Laure, la sauvage, ne voulait plus sortir ; elle craignait d’agripper encore un homme, au détour d’une rue, elle ne voulait plus s’habiller parce que des glaces la reflétaient au détour de sa chambre, et elle n’osait plus s’agiter de peur de se sentir belle.

Le trentième jour de cet emprisonnement volontaire, Laure prononça le nom d’Henri tout haut sans tressaillir. Comme on balaye une brindille importune, elle jeta ce nom, distraitement, à l’abîme de ses souvenirs d’enfance. Henri, c’était maintenant aussi vieux que tous les amants lilliputiens qu’elle s’était offerts jadis sous les angéliques monstrueuses de la maison paternelle… Seulement, ce caprice ayant saisi son cœur au lieu de remuer ses sens, elle en gardait une douleur au lieu d’en garder une simple émotion d’entrailles. Oui, elle tromperait celui-là comme elle avait trompé ces pauvres gamins, seulement ce serait elle qui en souffrirait, voilà tout, et elle ne le lui dirait que tout à fait forcée de le lui dire… L’honnêteté de son amour était une duperie vis-à-vis d’un indifférent ; elle serait désormais moins honnête, et, qui sait ! Henri l’aimerait peut-être davantage s’il revenait !

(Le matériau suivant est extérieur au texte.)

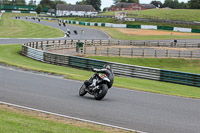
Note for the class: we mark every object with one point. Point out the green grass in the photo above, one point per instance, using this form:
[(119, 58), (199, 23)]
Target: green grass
[(171, 14), (12, 122), (15, 28), (116, 34), (10, 54), (110, 20), (101, 20), (184, 65)]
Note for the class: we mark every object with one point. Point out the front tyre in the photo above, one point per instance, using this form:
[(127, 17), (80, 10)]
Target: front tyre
[(101, 92), (82, 91)]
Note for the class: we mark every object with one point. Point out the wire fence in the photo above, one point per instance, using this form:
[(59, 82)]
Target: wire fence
[(37, 51)]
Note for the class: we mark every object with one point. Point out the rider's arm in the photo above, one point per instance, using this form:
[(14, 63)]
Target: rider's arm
[(98, 70)]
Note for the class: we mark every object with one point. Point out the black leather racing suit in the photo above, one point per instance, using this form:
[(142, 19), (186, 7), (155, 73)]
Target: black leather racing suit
[(108, 73)]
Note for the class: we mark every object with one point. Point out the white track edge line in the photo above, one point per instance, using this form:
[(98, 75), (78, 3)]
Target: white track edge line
[(70, 117)]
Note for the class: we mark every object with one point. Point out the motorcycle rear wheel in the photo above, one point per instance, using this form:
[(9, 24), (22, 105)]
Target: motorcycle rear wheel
[(101, 92), (82, 91)]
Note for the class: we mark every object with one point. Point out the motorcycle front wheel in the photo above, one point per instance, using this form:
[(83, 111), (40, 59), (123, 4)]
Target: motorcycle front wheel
[(101, 92), (82, 91)]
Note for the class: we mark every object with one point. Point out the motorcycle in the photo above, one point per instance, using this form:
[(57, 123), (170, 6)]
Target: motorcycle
[(99, 90)]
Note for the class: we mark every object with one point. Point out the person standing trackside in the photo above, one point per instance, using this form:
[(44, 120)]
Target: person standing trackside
[(175, 42)]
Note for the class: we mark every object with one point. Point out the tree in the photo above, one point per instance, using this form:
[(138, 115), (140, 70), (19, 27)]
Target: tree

Ce soir-là, elle joua longtemps avec Lion, elle retrouva du bonheur à le caresser, à plonger ses yeux dans ces jolis trous de lumière et à lui donner des leçons de ruse comme une femelle. Le petit chat, toujours se frottant contre son humanité complaisante, prenait des allures d’enfant, devenait humain, tandis que la jeune fille, plus bestiale à se frotter contre cette fourrure de bête, devenait féline, éprouvait des besoins de griffer, de hurler ses peines dans un miaulement de passion et d’angoisse. Fatigué, Lion s’endormit, et, une fois tranquille au sujet du bébé, la mère gravit comme une véritable chatte l’échelle qui conduisait sur le toit, à la grande nuit pleine d’étoiles. Laure, pour cette escapade, avait lustré sa chevelure, mis un peignoir de satin rouge, chaussé des mules de velours, et cependant elle se doutait bien que les toitures ne lui fourniraient pas d’autres galants que les matous rôdeurs. Sur le cristal dépoli, elle s’étendit, satisfaite, l’œil au guet, le corps frémissant, vaguement heureuse d’une promesse de volupté qu’elle flairait dans la brise. Une lune un peu folle semblait chassée par le vent d’automne, et la ronde feuille sèche, la feuille morte jaune d’or tourbillonnait sous des nuages roux en compagnie d’étoiles scintillantes comme de blanches immortelles. Ce n’était plus le printemps avec ses larmes de sèves et ses parures de jeune épousée, sa lune énorme, savoureuse aux regards comme du miel, mais en cette atmosphère troublée les désirs vains s’aiguisaient plus vite, battus à coups de fouet, et la lueur fuyante de l’astre avait l’air de vous crier : « Dépêchez-vous, je sais qu’il va faire froid. » Des panaches de fumée se tordaient autour des cheminées, couvrant les clartés de

Paris d’un voile et auréolant les sommets d’édifices d’un nimbe de brumes où rayonnaient des flèches rouges. De ci, de là, sous des pans d’ombres funèbres, s’ouvraient les brasiers infernaux des grands boulevards, filtraient les jets d’argent des globes électriques, et la forêt des cheminées de tôle, ces arbres noirs d’un éternel hiver, luisait, par instants, d’un reflet vif quand la lune se perchait, en passant, sur leur cime. Laure se redressa, fit le tour de son domaine, se pencha et n’eut pas le vertige. L’idée lui vint d’enjamber la petite balustrade pour aller visiter les toitures voisines. Du côté de la rue de Seine, un précipice béant se creusait : elle s’éloigna du bord des gouttières, et rampa du côté des cours où elle apercevait des fenêtres de mansarde.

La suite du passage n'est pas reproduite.